When my future husband, Garth, entered into the picture and it was obvious we where a forever fit, Bill informed me I was crazy for getting married, as it would get in the way of our thriving business. I actually think Bill had the hots for Garth, in all honesty. I questioned this again the year Bill came into the shop and invited us to a “screwing party” at Myf Plecas’ house. (These would become known in the future as “screwing parties” because volunteers worked on screwing in the light bulbs.)

In the following years, those strings of lights have grown into the huge Festival of Lights we know today.

When my son, Tyler, was born so to was “Uncle Fitzy.” My daughter, Hahlay, and Tyler have had Christmas gifts sent to them from the far reaches of the world that where a great source of joy to them, but not always to their parents. The parcel under the tree that was beaten up from travel and covered in strange stamps always held fascinating wonders inside, such as unique puppets and daggers sent from Thailand, India and other exotic places where Bill spent his winters. He enjoyed pushing the limits even when it came to child safe and appropriate gifts.

He was right. I did prefer family life over being a business owner, but thankfully this did not prevent us sharing birthday celebrations through the years, being there for each other as we mourned the loss of loved ones, enjoying many a meal together at 910 4th Avenue, and having numerous discussions on the topics of Light Up and all things and people relating to Ladysmith.

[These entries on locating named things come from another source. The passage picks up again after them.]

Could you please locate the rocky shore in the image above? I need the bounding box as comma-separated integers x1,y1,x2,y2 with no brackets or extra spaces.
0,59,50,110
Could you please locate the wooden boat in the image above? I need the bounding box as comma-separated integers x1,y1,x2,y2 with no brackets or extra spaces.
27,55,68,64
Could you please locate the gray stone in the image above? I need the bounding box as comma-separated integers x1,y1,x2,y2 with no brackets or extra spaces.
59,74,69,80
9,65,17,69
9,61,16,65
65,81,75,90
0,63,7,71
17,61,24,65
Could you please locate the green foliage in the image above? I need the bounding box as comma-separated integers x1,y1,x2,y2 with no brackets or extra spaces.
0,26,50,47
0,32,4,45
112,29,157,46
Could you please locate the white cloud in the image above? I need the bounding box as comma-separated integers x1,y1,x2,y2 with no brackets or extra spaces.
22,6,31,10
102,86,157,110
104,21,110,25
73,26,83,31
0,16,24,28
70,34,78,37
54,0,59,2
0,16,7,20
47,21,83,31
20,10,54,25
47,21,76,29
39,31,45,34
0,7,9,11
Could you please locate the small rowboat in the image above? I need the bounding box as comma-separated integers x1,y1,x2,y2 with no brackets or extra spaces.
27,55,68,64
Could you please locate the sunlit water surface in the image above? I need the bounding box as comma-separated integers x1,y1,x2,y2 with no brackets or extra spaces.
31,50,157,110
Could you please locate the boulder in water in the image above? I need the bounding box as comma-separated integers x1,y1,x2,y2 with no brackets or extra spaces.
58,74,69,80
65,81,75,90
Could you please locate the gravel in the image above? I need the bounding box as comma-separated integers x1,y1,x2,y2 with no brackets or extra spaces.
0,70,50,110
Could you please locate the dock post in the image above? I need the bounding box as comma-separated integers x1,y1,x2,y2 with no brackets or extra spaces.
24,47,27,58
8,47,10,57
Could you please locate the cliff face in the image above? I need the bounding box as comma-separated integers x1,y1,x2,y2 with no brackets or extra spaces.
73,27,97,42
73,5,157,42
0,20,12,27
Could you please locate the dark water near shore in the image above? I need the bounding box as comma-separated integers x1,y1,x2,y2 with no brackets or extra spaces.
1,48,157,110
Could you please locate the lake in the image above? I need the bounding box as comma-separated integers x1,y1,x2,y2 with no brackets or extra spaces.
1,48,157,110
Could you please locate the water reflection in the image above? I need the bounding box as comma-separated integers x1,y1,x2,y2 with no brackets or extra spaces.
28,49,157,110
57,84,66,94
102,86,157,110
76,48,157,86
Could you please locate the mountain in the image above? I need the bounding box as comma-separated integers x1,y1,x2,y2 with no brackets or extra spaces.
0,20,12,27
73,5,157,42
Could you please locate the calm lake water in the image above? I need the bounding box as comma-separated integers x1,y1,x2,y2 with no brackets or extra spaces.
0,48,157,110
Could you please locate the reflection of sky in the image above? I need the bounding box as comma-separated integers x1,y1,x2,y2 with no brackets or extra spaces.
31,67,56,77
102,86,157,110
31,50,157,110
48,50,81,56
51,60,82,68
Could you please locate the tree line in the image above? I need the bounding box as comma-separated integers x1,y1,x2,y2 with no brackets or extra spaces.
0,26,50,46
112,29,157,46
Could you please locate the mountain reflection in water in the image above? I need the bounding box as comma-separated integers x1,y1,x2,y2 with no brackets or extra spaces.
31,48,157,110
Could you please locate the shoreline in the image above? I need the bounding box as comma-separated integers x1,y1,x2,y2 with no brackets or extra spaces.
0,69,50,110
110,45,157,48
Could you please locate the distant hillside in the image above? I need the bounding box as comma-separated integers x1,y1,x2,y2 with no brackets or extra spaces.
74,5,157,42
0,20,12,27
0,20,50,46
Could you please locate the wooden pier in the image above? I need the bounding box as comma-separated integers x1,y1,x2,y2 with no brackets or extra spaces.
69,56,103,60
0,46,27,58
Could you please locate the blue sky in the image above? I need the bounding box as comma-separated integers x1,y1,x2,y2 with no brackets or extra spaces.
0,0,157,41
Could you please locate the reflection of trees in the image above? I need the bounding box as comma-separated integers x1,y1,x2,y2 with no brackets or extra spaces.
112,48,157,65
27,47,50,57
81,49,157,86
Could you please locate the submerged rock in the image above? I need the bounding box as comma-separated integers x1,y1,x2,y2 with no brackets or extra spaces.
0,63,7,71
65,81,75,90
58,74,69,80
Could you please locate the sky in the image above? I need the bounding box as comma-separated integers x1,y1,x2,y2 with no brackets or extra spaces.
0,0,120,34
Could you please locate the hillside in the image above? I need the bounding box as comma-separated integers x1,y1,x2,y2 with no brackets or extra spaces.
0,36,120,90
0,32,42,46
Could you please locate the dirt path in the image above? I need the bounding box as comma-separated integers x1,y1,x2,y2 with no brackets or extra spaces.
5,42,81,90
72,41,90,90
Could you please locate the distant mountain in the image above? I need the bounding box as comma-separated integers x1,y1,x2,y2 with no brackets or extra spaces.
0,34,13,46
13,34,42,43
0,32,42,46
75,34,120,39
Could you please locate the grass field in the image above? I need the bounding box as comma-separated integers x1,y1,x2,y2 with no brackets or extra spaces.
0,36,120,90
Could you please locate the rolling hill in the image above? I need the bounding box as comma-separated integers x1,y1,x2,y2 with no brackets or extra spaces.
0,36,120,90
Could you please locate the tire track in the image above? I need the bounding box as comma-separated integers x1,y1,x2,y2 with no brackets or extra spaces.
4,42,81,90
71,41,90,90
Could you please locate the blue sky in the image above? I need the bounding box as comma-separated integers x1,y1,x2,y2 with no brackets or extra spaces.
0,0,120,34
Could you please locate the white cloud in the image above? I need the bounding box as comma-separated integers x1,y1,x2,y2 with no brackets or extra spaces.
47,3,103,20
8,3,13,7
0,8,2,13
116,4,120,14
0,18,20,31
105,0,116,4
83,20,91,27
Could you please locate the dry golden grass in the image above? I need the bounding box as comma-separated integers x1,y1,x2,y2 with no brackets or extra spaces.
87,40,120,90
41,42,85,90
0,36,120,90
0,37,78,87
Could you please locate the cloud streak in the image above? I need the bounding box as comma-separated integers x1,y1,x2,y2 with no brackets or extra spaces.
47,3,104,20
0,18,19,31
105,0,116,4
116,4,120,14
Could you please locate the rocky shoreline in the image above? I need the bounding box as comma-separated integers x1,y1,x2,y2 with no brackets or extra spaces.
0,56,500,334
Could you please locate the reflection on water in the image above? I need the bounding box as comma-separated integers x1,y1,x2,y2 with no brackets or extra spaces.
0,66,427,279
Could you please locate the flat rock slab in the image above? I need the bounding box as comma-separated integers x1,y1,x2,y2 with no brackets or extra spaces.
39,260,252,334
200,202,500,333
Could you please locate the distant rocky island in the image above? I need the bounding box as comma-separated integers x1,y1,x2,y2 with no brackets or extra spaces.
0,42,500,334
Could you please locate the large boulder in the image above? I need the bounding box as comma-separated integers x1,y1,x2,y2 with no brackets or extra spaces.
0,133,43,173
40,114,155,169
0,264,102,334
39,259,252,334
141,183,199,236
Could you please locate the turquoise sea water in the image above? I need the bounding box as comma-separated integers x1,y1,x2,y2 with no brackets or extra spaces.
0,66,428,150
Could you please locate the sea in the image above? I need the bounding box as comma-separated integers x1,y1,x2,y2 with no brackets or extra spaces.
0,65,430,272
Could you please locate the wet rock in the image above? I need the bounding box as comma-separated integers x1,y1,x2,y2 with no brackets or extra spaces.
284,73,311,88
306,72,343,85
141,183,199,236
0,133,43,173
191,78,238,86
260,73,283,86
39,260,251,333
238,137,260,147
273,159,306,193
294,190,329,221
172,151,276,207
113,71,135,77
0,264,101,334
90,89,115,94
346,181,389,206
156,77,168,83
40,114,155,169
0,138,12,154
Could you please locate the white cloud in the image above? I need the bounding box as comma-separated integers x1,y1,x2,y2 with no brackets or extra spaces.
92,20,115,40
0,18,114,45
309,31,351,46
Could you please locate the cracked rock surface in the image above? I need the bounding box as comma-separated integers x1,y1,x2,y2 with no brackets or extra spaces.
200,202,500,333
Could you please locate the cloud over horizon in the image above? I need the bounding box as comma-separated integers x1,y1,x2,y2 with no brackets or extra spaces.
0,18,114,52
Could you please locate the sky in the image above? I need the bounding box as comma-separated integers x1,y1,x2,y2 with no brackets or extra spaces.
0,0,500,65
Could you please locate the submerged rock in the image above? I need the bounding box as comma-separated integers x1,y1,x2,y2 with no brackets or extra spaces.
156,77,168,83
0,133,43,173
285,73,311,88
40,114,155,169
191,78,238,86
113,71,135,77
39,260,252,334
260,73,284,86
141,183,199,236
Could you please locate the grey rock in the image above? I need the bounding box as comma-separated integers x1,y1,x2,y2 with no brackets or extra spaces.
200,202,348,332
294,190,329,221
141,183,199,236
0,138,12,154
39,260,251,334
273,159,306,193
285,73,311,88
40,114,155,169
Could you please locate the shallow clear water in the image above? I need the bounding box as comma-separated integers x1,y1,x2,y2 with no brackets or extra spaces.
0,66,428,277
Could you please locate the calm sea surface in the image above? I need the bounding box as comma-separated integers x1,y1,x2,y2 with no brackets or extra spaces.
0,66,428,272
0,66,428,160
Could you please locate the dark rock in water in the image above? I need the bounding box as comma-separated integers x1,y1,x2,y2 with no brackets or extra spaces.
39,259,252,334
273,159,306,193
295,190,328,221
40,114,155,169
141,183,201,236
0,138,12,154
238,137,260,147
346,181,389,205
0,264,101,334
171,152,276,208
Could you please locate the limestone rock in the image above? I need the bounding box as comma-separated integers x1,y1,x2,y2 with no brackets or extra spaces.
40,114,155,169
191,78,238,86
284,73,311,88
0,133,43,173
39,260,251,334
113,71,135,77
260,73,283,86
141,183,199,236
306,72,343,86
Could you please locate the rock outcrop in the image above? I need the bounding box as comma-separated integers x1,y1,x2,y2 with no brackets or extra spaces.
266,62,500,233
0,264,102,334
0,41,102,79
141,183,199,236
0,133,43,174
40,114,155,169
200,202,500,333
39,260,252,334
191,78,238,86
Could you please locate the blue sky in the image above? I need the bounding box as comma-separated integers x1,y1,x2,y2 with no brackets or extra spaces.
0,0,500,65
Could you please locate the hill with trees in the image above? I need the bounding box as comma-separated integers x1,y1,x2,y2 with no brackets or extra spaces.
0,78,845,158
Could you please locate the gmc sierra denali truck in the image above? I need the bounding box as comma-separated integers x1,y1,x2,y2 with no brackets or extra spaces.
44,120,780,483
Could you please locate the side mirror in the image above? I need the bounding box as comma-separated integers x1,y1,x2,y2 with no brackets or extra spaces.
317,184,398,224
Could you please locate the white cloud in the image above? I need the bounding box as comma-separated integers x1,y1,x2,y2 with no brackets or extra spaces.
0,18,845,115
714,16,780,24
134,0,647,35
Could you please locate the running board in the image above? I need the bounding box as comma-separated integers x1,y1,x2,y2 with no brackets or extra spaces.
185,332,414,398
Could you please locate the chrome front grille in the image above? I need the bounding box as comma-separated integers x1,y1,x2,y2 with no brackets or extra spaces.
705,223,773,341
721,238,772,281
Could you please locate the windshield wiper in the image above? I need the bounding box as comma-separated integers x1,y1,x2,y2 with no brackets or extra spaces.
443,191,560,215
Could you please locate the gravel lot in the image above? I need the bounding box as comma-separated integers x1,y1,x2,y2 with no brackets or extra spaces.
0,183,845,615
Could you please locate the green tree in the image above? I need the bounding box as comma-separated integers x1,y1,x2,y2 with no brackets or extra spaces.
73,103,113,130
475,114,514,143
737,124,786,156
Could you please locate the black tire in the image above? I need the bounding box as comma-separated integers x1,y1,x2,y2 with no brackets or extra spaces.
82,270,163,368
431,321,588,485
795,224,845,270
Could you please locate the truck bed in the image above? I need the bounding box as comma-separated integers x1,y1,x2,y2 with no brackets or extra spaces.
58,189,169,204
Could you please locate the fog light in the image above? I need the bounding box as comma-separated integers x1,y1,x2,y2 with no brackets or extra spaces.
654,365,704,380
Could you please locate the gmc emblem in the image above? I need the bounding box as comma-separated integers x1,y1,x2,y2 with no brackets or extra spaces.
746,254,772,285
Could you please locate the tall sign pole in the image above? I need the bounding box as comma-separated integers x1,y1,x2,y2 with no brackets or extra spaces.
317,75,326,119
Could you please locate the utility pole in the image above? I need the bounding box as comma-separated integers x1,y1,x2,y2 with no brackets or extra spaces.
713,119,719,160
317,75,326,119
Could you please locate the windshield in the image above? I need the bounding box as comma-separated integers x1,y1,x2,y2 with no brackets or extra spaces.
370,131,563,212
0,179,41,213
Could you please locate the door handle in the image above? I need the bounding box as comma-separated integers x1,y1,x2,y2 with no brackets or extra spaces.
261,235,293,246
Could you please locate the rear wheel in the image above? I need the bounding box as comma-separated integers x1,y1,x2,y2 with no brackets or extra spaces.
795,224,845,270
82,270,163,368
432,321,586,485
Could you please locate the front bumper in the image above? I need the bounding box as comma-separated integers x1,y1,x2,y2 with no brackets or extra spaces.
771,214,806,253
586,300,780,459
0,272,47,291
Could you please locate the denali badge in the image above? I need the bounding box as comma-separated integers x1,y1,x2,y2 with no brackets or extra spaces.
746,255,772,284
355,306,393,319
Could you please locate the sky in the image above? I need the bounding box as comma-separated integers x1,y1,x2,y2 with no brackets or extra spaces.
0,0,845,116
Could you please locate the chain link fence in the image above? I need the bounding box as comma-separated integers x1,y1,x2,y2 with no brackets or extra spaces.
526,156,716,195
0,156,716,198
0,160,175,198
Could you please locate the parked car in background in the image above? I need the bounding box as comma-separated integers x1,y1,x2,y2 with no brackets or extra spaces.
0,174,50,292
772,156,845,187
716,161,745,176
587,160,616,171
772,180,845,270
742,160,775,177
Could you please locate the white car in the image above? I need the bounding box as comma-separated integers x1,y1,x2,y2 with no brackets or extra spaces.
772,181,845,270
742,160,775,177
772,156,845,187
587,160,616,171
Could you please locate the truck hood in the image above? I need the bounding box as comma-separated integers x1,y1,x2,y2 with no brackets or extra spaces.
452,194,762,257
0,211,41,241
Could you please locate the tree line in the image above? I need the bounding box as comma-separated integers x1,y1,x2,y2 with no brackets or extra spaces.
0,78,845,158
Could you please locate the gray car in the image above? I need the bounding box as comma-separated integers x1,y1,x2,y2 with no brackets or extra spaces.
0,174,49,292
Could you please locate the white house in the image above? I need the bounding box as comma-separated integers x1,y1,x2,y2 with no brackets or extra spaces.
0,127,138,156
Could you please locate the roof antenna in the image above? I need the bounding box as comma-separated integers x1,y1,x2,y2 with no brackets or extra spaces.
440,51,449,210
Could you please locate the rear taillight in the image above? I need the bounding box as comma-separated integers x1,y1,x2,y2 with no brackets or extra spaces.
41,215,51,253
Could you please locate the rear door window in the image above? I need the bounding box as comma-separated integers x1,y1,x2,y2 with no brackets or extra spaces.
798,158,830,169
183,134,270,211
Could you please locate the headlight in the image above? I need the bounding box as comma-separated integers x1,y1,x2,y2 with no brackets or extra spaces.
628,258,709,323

When Garth and I decided to explore our options a few years ago and take up long-term employment in Whangarei, New Zealand, Bill shared our excitement and offered to keep a close eye on Tyler, Hahlay and Katie, and so he did. He kept us informed on the important matters and sugar coated nothing. I have had many a good laugh over the last few years, as phone conversations that you are too far away to do anything about can be. It was his honesty I admired most.

As we all know the humble beginnings of The Festival of Lights has grown into a key part of our history. Duck and Tracy Paterson took a gorgeous photo of the roundabout last year, covered in snow and alive with light. I shared it with our loved ones in New Zealand and had great pleasure in telling them all about the festival and the beautiful people of Ladysmith that continue to commit so much of their heart and soul to the town.

I am relieved he is at peace, but this is not making the missing him feeling any lighter. The memories that my family shared with William Fitzpatrick will glow like two green Christmas lights and one twinkling light forever.

– Loyola van Rooyen Buck

Ed Note: There will be a bon voyage party at 3770 Shell Beach Rd. in Bill’s memory on July 23, 2017 at 4pm. Bring a dish for a pot luck picnic, your beverage of choice and a lawn chair.  Join us as we celebrate a life gone but not forgotten.